Johnstown’s show featured nearly 600 shells, or mortars. They ranged from 3-inch to 8-inch shells.
The larger the shell, the higher and larger the explosion, Hassen said, unloading supplies in a clearing near Greater Johnstown Water Authority’s tanks on Prospect Hill.
“A 3-inch shell goes up 300 feet and the burst goes out 300 feet,” he said.
Mortars are launched through tubes made of plastic pipe and attached to a wooden frame. Only the 234-shell finale was preset Wednesday, Hassen said.

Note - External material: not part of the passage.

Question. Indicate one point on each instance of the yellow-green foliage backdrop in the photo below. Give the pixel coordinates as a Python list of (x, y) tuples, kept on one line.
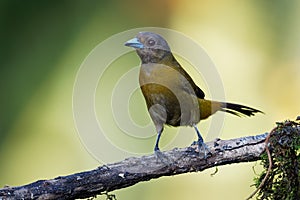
[(255, 46)]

Fuses to all of the other rockets had to be ignited individually, using flares.
Much of the first hour of setup involved attaching the mortar frames to wooden supports.
Hassen and his crew angled the tubes slightly in the general direction of Point Stadium, where other workers were preparing for Wednesday night’s concert by Johnstown Symphony Orchestra.
The concert and fireworks have become an Independence Day tradition in Johnstown.
This year’s event began with the presenting of colors by a local Marine Corps honor guard.
The evening’s music featured patriotic selections, along with big band era numbers, polkas and sing-alongs.
Voice students Emily Felton and Max Fedore from the studio of Charlotte Aubrey were featured as soloists.
The symphony’s youth orchestra brass ensemble performed a tribute to the music of Glenn Miller.
Howitzers from a Pennsylvania Army National Guard unit from Fort Indiantown Gap provided cannon fire for Tchaikovsky’s “1812 Overture,” signaling Hassen and his crew to begin the fireworks display.